Côté sécurité, le Dr Spector est bien moins confiant que son collègue et s’inquiète d’un surdosage de la vitamine D dû à l’addition de différences sources : produits alimentaires enrichis, huile de foie de morue, lait fortifié et compléments à haute dose vendus sur le net. « Les patients avec une concentration élevée de vitamine D (100-180 nmol/L) commencent à devenir la routine en pratique clinique » affirme-t-il.

Pour le chercheur anglais, pas de doute : à l’exception des personnes avec une déficience réelle ou à haut risque, comme les personnes âgées infirme et les enfants à risque, « le reste de la population devrait éviter d’être « traitée» pour une « pseudo-maladie » et s’assurer plutôt d’un style de vie sain, avec du soleil et une alimentation variée.

Il ajoute, non sans humour, que la population « devrait faire confiance à des siècles d’évolution qui ont surement fait en sorte que la population nordiste puisse passer l’hiver sans prendre le risque de se casser en morceaux. »

Vit D pour les os…difficile de trouver des preuves

Le bilan dressé par le Dr Mark J Bolland et ses collègues dans un autre article n’est pas, lui non plus, en faveur d’une supplémentation en vitamine D, qu’il s’agisse de prévenir des pathologies osseuse ou non [1].

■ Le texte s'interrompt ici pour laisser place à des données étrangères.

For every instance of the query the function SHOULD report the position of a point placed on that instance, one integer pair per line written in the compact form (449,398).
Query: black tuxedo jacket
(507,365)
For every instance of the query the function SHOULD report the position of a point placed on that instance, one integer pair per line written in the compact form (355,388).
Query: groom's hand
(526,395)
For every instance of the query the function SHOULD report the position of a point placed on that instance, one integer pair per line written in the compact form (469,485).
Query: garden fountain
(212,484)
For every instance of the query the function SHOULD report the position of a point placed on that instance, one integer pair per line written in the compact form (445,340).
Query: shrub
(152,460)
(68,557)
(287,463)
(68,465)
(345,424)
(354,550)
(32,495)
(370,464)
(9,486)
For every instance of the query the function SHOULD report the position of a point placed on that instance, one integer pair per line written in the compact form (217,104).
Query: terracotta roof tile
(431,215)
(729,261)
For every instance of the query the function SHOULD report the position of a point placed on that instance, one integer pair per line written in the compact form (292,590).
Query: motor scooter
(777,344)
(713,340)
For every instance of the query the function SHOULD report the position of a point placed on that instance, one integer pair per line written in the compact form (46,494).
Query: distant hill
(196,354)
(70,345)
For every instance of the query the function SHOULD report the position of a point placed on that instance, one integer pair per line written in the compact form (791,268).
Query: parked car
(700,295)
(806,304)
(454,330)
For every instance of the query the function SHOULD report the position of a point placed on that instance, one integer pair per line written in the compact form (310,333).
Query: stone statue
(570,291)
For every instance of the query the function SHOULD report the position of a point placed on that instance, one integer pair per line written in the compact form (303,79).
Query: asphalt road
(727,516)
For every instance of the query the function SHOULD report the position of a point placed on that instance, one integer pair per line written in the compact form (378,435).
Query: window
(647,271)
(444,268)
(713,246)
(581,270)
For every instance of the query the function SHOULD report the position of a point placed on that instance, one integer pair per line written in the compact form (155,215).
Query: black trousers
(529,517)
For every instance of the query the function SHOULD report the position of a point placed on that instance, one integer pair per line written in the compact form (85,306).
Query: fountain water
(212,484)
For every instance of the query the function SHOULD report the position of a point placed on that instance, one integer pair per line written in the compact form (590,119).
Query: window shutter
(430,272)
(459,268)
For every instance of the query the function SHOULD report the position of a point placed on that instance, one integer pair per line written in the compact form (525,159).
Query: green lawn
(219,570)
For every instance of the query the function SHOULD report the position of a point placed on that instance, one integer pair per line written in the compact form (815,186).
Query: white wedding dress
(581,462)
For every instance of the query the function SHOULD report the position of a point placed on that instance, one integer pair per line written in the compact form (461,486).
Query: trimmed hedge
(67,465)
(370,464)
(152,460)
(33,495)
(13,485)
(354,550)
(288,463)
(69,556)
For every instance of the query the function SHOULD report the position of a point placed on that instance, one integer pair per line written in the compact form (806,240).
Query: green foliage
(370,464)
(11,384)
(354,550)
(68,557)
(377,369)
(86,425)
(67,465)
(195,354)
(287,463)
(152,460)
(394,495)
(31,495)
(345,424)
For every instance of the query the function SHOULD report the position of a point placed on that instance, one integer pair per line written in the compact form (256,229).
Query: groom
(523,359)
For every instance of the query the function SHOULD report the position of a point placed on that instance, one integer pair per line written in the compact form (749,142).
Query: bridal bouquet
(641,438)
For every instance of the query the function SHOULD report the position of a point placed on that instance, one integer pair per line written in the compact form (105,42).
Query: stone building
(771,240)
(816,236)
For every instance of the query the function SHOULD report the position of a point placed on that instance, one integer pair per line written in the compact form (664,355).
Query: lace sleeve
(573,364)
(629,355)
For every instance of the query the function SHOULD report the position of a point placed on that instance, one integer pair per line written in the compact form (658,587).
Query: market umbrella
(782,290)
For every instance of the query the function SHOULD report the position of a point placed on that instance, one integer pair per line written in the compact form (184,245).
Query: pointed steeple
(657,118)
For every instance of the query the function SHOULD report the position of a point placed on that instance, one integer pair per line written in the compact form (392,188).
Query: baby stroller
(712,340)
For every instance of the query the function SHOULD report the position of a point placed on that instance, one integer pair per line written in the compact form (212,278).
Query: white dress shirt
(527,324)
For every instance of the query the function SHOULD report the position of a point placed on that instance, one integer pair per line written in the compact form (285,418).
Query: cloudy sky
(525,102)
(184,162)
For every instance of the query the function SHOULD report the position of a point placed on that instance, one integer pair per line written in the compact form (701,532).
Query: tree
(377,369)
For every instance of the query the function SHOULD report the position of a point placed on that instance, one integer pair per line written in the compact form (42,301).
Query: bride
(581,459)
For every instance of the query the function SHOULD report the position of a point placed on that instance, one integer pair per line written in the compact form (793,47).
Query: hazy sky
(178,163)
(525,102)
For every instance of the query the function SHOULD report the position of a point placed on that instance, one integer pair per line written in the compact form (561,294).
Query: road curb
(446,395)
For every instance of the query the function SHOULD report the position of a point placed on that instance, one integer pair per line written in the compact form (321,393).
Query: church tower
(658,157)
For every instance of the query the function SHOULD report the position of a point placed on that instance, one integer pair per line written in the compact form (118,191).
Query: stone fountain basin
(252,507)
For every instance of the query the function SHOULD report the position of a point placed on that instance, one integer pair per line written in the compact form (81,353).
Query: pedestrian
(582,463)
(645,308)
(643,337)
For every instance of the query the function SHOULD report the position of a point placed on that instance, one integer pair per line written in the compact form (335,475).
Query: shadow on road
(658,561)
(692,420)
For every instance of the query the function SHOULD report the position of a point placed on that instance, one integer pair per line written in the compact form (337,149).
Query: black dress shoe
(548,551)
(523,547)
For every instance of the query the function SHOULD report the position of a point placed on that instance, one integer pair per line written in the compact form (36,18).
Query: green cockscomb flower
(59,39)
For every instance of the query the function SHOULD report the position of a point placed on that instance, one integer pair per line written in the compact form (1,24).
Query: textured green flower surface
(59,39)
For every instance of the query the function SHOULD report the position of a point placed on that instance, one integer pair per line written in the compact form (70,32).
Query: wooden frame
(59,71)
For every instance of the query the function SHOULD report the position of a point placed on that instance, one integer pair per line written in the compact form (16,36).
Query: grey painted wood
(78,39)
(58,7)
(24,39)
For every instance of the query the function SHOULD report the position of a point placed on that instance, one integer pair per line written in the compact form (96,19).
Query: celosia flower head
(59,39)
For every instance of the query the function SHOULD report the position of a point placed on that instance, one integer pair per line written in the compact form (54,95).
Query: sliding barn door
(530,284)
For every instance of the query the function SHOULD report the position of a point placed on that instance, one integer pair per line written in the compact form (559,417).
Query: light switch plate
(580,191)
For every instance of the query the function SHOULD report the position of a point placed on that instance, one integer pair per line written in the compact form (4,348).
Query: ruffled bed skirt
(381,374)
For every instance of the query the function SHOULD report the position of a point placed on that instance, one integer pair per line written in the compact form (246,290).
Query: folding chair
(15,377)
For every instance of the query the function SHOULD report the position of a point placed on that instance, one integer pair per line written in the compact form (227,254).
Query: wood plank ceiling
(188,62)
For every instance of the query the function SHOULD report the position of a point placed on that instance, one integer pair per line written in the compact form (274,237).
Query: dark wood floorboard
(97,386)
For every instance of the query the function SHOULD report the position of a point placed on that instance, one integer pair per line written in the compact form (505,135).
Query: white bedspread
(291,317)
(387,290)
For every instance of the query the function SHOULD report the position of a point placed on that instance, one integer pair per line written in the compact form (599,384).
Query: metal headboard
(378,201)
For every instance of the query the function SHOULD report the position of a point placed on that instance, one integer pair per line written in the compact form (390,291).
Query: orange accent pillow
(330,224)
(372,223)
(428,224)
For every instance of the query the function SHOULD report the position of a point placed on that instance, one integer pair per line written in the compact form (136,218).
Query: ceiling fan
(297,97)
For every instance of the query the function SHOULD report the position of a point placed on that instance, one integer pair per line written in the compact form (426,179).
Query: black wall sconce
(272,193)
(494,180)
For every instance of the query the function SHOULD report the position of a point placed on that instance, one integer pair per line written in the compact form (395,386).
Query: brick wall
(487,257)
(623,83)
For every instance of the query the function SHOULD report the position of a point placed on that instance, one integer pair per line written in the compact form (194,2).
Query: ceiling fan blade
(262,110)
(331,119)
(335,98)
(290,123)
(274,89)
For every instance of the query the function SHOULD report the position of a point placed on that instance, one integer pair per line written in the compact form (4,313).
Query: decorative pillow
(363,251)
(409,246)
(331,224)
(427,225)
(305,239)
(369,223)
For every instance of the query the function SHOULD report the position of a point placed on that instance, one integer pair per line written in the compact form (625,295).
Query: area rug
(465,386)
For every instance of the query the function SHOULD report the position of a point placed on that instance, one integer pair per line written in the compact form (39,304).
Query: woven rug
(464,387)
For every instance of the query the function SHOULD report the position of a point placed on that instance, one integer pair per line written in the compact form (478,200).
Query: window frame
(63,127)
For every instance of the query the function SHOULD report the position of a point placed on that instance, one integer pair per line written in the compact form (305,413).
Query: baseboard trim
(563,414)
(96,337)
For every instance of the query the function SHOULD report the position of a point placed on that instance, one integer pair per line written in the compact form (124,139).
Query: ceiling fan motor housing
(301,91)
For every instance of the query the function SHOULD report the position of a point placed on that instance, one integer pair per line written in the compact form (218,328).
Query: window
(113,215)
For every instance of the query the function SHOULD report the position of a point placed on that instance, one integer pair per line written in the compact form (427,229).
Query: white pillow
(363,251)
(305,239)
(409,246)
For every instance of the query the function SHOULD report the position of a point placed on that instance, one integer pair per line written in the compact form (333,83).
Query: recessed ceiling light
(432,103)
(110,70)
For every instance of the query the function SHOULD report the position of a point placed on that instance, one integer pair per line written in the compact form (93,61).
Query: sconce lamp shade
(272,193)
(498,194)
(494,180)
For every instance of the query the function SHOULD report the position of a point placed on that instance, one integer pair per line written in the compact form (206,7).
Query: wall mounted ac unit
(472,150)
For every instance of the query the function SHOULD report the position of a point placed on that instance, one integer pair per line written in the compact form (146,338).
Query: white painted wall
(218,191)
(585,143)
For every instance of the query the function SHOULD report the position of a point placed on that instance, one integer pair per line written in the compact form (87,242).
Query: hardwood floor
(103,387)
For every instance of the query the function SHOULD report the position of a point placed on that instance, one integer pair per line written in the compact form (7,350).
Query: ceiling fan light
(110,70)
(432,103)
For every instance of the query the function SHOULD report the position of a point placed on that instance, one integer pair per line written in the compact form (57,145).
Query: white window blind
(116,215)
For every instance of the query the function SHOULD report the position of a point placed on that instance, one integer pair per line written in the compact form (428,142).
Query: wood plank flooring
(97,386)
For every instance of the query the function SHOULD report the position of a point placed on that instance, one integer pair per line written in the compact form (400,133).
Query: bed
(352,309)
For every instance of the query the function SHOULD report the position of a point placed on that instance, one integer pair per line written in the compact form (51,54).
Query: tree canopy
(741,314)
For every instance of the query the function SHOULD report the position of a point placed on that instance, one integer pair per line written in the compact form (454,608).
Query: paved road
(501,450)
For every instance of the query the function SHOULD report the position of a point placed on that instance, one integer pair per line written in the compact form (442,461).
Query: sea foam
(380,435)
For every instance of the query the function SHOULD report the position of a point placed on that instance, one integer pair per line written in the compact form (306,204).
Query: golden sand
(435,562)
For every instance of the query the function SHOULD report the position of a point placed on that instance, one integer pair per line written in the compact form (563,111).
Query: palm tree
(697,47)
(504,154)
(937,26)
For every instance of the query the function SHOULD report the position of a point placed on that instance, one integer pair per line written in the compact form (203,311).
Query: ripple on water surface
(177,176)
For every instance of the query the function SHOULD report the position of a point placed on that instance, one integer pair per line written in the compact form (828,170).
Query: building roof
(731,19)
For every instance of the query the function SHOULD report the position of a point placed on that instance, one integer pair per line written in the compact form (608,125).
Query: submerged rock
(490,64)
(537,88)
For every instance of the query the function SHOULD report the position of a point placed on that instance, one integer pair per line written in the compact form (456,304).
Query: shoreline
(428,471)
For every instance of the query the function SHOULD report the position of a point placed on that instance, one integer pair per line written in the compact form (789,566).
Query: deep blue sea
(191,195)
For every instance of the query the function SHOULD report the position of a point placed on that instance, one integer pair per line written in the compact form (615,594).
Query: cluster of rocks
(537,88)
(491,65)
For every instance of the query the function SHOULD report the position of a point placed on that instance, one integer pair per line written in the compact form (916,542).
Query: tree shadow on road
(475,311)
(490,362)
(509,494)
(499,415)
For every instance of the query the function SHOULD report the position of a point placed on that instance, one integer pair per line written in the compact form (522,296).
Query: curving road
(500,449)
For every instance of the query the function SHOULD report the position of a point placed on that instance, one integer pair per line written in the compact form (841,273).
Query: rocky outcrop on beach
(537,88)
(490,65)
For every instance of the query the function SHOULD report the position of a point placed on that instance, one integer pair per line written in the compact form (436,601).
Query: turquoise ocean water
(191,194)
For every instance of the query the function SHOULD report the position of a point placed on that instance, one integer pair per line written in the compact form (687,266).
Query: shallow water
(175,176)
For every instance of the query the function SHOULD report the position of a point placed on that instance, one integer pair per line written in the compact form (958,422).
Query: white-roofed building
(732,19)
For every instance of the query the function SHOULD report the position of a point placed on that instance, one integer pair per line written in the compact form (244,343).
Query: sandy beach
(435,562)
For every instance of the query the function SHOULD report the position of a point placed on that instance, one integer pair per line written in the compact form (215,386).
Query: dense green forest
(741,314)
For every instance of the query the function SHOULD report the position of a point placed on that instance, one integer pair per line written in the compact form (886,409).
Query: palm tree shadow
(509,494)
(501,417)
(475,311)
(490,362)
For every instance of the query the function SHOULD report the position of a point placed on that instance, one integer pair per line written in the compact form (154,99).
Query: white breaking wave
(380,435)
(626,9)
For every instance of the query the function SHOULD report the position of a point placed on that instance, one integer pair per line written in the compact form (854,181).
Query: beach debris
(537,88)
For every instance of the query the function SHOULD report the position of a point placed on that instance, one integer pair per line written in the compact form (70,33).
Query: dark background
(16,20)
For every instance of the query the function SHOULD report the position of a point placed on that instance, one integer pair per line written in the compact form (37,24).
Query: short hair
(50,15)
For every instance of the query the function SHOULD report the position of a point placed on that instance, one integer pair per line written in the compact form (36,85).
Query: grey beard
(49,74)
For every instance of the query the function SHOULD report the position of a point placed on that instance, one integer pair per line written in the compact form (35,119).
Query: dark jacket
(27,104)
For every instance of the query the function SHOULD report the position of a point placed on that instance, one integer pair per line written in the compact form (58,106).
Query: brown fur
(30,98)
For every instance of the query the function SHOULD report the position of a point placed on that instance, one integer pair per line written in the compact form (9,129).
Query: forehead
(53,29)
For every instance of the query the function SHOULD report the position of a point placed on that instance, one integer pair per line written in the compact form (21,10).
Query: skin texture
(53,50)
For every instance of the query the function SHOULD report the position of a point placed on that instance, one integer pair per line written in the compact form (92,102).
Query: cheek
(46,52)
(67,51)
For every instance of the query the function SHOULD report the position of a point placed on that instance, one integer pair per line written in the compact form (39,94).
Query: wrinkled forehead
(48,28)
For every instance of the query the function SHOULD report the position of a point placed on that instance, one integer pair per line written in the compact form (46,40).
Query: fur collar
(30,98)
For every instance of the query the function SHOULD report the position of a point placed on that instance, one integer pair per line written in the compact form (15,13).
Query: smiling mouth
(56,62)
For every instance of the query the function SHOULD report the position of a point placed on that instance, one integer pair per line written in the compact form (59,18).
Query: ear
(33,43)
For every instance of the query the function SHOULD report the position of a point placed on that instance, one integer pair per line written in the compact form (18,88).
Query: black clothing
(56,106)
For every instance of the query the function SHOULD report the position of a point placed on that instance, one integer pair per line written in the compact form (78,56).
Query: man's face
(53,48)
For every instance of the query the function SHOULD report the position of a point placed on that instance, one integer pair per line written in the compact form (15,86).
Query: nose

« Plus de 50 méta-analyses portant sur la supplémentation en vitamine D en lien avec la prévention des chutes ou des fractures ont été publiées : certaines rapportent de petits bénéfices, d’autres pas », parfois c’est même l’effet inverse qui est décrit avec un risque accru à des doses élevées et intermittentes de vitamine D.

Quand on l’associe au calcium, la vitamine D fait mieux et prévient les fractures non vertébrales et du col du fémur dans deux essais chez des femmes âgées, fragiles et institutionnalisées, mais pas dans sept études ayant inclus des personnes âgées vivant à leur domicile, relatent les auteurs néo-zélandais. « Quand on envisage de donner une association vitamine D + calcium, il faut mettre dans la balance les bénéfices de la prévention des fractures versus les fréquents effets indésirables de type gastro-intestinaux et les plus rares – mais plus sévères – conséquences cardiovasculaires et rénales » prévient le chercheur.

Pour ce qui relève du non-osseux – et le champ est large allant des maladies cardiovasculaires au diabète de type 1 et 2, en passant par certaines maladies auto-immunes et infectieuses ainsi que certains cancers –, les revues systématiques colligeant des essais contrôlés et randomisés ne montrent pas non plus de bénéfices fiables. Le niveau de preuves, quand il existe, est d’autant plus faible que les études n’ont souvent pas été conçues à ce dessein. « Nous pouvons être raisonnablement sûrs que pour les pathologies les plus fréquentes et les plus importantes, les résultats obtenus excluent un effet bénéfique de la supplémentation en vitamine D repérable par les études observationnelles » affirment le Dr Mark J Bolland et son équipe.

Commenter

3090D553-9492-4563-8681-AD288FA52ACE
Les commentaires peuvent être sujets à modération. Veuillez consulter les Conditions d'utilisation du forum.

Traitement....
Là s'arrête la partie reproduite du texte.